There was a sharp rap on the door, and Cora Parker stuck her head in. “Mr. President, CNN has something on Senator Wallace’s death,” she said. “Shall I turn it on?”

“Please, Cora.”

There were four television sets in the Oval Office, tuned to the three major networks and CNN. Cora switched on the CNN set.

A reporter was standing a few yards from a rustic cabin beside a lake.“… and the senator was standing in the kitchen, only a few feet from the window.” He pointed, and the camera zoomed in on a smashed windowpane. “What has a lot of people in Washington worried is that Senator Wallace was rumored to have kept extensive files on various people in government and that the information in those files might find its way into the media. According to the rumor, only J. Edgar Hoover had more dirt on more important people. Now back to the studio.”

“You think that’s true?” Kate asked.

“I wouldn’t put it past Freddie,” Will said. “And next week, I’m going to give a funeral oration for a man who did everything he could to destroy my political career and my reputation.”

“If Freddie kept files like that, who would have them?”

“I haven’t the faintest idea,” Will said.

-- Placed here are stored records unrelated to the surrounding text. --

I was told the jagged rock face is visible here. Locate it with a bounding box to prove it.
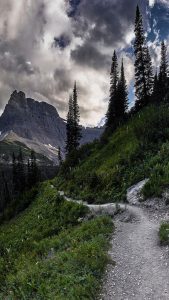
[0,91,66,147]
[0,91,102,163]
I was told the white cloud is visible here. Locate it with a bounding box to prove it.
[149,0,156,7]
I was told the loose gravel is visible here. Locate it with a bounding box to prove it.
[100,181,169,300]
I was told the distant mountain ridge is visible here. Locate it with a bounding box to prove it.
[0,91,103,163]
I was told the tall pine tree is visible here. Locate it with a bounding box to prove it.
[116,59,128,122]
[66,82,81,154]
[73,82,81,149]
[106,51,119,129]
[134,5,149,110]
[152,70,160,104]
[66,95,74,154]
[145,46,154,100]
[159,41,168,101]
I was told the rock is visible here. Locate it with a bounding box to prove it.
[0,91,103,162]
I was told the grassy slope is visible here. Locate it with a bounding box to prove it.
[55,105,169,202]
[0,183,113,300]
[0,140,51,164]
[159,223,169,245]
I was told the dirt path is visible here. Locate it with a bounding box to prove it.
[100,180,169,300]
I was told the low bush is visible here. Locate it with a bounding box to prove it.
[0,183,114,300]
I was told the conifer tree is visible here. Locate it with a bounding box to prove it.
[66,82,81,154]
[58,147,62,165]
[159,41,168,101]
[145,46,154,99]
[17,148,26,192]
[116,60,128,122]
[2,172,11,206]
[106,51,119,129]
[73,82,81,149]
[28,150,40,188]
[66,95,74,154]
[134,5,149,110]
[152,70,160,103]
[12,152,18,193]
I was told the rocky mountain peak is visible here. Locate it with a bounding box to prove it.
[0,91,102,160]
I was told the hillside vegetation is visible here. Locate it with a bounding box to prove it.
[0,182,113,300]
[54,104,169,202]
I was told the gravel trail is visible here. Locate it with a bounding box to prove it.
[100,182,169,300]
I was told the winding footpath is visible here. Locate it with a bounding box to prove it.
[57,180,169,300]
[100,182,169,300]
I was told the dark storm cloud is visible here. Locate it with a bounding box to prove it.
[54,69,73,91]
[0,0,162,124]
[72,0,147,68]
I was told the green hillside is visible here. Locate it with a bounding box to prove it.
[0,182,113,300]
[54,104,169,202]
[0,139,52,164]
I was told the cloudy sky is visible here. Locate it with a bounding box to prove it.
[0,0,169,125]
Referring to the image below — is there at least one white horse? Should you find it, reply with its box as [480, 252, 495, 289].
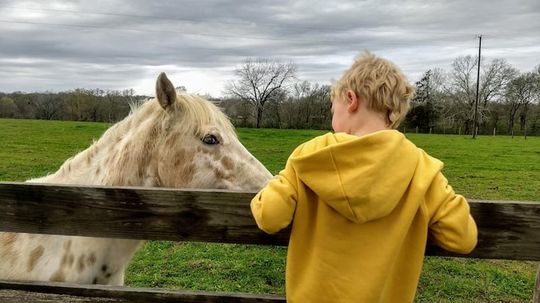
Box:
[0, 73, 272, 285]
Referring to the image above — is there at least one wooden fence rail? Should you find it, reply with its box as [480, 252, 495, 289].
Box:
[0, 182, 540, 302]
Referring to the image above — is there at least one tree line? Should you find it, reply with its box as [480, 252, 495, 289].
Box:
[0, 56, 540, 136]
[0, 89, 148, 123]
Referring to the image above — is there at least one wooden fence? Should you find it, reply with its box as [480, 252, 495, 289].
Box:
[0, 182, 540, 303]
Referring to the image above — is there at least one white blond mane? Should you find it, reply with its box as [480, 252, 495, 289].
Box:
[37, 93, 236, 186]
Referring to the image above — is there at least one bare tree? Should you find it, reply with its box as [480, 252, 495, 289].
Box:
[505, 73, 536, 137]
[448, 56, 518, 133]
[34, 92, 64, 120]
[226, 58, 297, 128]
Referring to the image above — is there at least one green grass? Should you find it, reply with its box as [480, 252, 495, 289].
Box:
[0, 119, 540, 302]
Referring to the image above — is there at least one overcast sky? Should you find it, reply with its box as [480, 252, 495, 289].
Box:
[0, 0, 540, 96]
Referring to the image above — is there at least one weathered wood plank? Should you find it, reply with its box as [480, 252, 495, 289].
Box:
[0, 183, 540, 260]
[0, 281, 285, 303]
[533, 264, 540, 303]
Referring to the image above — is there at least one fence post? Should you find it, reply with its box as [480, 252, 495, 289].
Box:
[533, 264, 540, 303]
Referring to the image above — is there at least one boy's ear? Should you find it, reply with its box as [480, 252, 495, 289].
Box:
[347, 89, 360, 113]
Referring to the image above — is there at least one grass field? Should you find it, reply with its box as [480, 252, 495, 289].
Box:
[0, 119, 540, 302]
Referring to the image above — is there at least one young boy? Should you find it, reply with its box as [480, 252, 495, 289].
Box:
[251, 52, 477, 303]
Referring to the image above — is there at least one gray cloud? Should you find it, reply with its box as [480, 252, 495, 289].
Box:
[0, 0, 540, 95]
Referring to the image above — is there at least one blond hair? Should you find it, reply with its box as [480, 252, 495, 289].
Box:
[331, 51, 415, 129]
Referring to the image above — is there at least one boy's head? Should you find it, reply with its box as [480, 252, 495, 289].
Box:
[331, 51, 415, 129]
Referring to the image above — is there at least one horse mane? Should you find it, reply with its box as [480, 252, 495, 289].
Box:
[40, 93, 236, 185]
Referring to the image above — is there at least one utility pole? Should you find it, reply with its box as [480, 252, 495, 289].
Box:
[473, 35, 482, 139]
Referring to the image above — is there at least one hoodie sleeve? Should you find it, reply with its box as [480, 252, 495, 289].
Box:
[426, 172, 478, 254]
[251, 161, 297, 234]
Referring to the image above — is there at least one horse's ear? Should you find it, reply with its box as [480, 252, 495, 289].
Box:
[156, 73, 176, 110]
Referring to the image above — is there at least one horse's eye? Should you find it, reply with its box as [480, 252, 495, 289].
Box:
[202, 135, 219, 145]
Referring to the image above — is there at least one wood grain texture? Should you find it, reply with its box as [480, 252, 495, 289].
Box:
[0, 281, 285, 303]
[0, 183, 540, 260]
[533, 265, 540, 303]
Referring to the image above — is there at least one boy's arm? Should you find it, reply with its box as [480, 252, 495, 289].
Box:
[251, 162, 297, 234]
[426, 172, 478, 254]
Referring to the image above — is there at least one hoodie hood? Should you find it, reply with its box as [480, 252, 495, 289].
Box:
[290, 130, 421, 223]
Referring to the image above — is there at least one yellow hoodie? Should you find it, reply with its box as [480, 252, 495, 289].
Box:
[251, 130, 477, 303]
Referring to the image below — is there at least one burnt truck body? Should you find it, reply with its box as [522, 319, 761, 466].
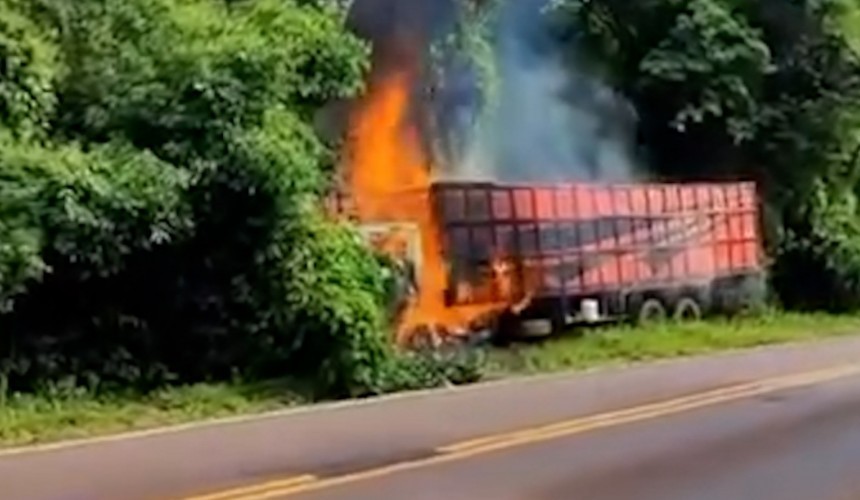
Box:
[330, 182, 765, 340]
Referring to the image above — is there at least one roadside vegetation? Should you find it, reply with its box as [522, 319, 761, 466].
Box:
[6, 0, 860, 445]
[5, 312, 860, 446]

IN CHESTER, South Carolina, Elizabeth Johnson opened a desk drawer in the den of her home and took out a key. She went down the stairs to her basement and to a pile of boxes in a corner. She moved one, exposing a small filing cabinet, the kind that holds index cards. Tentatively, she inserted the key into the little cabinet and pulled open one of the four drawers. She switched on a light, illuminating a row of precisely filed cards, all of them labeled with the neatly printed names of some of the best-known, most powerful people in the country. Freddie had always been a splendid record keeper.

Elizabeth had meant to look through them, but instead, she stared at the cards as if they were a poisonous reptile. She closed the drawer, locked the cabinet, and went back upstairs. Instead of returning the key to the desk drawer, she went into her bedroom closet and pushed aside the clothes hanging there. She opened the wall safe that she had bought to keep the jewelry that Freddie had given her over the years, then she put the file cabinet key inside, closed the safe, and returned the clothes to their original position.

She would wait awhile, until the furor over Freddie’s death had died down, then she would burn all those index cards in her fireplace.